Composite identifiers

Question

Composite identifiers

kirillt opened this issue 3 years ago · 0 comments

Right now, during indexing ids are assigned to each resource (initially known only by path). Tags, in its turn, are assigned to resources using these ids in order to be path-independent. We can't use random ids (like UUID) since for any resource it's id must be computable on other devices (see content-addressing).

Unfortunately, cryptographic hash functions consume significantly more resources than CRC32, which we are using at the moment due to performance reasons. Using weak hash functions can lead to potential conflicts of identifiers (situation when several resources have the same id). Probability of it is open question, but in practice I suspect that several resources out of 5K+ files collection do conflict by id.

These collisions aren't harmful so far. Even in case of destructive operations being applied to an id which has several resources attached to it, only one of them is deleted (the resource which is visible to the user, see #140). This state of things can change in future.
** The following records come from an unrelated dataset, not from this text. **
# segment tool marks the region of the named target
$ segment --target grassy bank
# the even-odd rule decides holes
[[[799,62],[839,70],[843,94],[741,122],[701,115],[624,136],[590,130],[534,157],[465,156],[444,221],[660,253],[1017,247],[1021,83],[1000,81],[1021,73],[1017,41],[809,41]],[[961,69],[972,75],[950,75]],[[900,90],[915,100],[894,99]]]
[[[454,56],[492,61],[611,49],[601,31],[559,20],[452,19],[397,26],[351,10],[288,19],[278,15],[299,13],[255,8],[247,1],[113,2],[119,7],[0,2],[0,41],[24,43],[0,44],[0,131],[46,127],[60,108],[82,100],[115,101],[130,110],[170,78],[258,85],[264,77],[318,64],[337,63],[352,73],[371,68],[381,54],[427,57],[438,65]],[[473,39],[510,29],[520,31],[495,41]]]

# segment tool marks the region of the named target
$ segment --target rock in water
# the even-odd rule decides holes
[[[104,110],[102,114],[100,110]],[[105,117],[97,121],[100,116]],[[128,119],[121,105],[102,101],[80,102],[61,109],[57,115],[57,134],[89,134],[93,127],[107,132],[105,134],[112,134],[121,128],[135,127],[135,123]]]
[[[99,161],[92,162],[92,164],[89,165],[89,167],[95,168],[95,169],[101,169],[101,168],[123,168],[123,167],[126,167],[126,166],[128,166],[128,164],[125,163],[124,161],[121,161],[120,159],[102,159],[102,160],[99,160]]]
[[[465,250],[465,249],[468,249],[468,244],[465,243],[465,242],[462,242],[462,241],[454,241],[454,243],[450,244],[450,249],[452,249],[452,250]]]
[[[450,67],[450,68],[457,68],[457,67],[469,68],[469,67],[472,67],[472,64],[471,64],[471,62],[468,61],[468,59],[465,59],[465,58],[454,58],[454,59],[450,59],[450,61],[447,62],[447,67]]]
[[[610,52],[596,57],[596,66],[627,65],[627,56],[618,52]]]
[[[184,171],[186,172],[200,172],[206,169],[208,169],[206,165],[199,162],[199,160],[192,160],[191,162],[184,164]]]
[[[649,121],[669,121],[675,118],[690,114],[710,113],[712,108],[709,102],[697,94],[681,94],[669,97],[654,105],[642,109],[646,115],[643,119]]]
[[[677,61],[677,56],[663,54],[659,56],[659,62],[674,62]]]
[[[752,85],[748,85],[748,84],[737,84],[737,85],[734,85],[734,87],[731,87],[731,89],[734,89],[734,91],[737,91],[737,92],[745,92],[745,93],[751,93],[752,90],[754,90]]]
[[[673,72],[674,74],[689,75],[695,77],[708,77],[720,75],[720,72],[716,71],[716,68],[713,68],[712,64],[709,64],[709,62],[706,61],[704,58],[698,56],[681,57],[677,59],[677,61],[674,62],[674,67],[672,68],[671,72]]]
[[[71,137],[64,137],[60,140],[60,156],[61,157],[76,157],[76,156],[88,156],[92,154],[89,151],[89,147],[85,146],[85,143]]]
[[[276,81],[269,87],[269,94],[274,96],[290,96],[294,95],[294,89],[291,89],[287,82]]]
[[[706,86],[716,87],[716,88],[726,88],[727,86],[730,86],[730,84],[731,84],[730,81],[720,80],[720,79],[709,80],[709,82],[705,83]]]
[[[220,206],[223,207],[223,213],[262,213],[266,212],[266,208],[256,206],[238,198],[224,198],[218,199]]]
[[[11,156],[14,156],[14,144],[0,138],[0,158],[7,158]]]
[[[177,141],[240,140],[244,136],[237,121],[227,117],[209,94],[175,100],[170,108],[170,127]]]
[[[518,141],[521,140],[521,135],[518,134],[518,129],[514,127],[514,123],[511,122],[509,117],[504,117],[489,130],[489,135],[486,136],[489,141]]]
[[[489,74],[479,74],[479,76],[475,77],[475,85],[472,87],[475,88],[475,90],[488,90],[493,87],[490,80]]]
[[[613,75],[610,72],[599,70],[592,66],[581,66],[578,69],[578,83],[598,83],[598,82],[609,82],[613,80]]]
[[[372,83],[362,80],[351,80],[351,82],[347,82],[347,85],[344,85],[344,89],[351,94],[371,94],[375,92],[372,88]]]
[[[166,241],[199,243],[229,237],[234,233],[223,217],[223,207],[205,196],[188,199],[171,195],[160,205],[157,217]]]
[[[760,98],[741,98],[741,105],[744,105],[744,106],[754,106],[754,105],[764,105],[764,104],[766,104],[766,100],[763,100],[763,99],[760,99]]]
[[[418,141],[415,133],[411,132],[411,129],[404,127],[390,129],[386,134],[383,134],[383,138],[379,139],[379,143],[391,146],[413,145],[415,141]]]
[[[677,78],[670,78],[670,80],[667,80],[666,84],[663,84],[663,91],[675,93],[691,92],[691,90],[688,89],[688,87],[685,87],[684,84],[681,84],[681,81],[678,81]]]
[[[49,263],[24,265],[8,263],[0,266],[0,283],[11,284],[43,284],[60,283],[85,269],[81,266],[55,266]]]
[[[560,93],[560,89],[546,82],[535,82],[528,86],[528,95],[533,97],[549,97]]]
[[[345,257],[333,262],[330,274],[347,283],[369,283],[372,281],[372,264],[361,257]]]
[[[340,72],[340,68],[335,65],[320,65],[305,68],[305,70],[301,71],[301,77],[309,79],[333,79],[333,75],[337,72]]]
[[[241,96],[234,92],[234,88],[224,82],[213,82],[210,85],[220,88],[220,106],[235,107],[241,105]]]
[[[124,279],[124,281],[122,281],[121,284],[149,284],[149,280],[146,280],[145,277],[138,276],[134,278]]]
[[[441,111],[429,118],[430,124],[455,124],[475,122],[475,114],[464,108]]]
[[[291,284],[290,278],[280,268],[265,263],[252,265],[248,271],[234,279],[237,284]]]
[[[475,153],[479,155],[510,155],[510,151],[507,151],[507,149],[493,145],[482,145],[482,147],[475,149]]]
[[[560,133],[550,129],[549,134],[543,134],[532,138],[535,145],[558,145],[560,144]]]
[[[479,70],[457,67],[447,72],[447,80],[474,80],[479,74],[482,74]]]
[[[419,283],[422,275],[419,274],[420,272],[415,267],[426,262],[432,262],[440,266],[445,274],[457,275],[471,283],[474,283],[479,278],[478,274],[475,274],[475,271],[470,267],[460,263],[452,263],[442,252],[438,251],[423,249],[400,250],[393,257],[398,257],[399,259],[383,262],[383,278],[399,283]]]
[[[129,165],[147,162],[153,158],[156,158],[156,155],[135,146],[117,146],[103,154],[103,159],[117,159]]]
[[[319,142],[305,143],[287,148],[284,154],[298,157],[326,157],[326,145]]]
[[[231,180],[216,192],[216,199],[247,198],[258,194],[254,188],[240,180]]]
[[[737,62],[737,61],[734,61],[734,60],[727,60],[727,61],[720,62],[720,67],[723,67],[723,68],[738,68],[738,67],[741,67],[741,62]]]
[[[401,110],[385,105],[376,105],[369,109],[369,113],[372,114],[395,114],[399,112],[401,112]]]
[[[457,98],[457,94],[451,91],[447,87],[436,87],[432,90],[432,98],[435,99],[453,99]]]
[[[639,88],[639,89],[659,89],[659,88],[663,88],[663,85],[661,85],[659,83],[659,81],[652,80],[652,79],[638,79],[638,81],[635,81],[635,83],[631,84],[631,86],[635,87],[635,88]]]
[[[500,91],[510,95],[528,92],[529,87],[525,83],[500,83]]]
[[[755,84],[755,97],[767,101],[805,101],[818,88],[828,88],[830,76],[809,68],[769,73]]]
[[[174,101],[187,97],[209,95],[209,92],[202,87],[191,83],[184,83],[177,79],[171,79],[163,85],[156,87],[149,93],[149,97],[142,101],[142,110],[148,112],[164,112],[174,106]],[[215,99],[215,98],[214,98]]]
One of potential solutions would be usage of composite identifiers: a stack of functions, where every next function is used when previous function produces a conflict in some given collection. This way, we could use our CRC32 for fast indexing and, in case of detected conflicts, falling back to a stronger function like SHA256 or MD5 applying it only for particular resources involved in the conflict.

Example:

Resource A has id crc32: 1.
Resource B has id crc32: 2.
Resource C has id crc32: 1.

Now we index A and B additionally with SHA-256.
Resource C isn't needed to re-index here (but after implementation of #23 we might put such a task into the queue).

Result:

Resource A has id crc32: 1, sha256: 17.
Resource B has id crc32: 2, sha256: 5.
Resource C has id crc32: 1.

Maybe we can replace old id with the newer one, but for this we need to update tags storage with newer id.

If such feature is possible, we can go further and also significantly increase indexing speed by using file size as first (the weakest) hash function in the stack and calculating CRC-32 only for resources of the same size.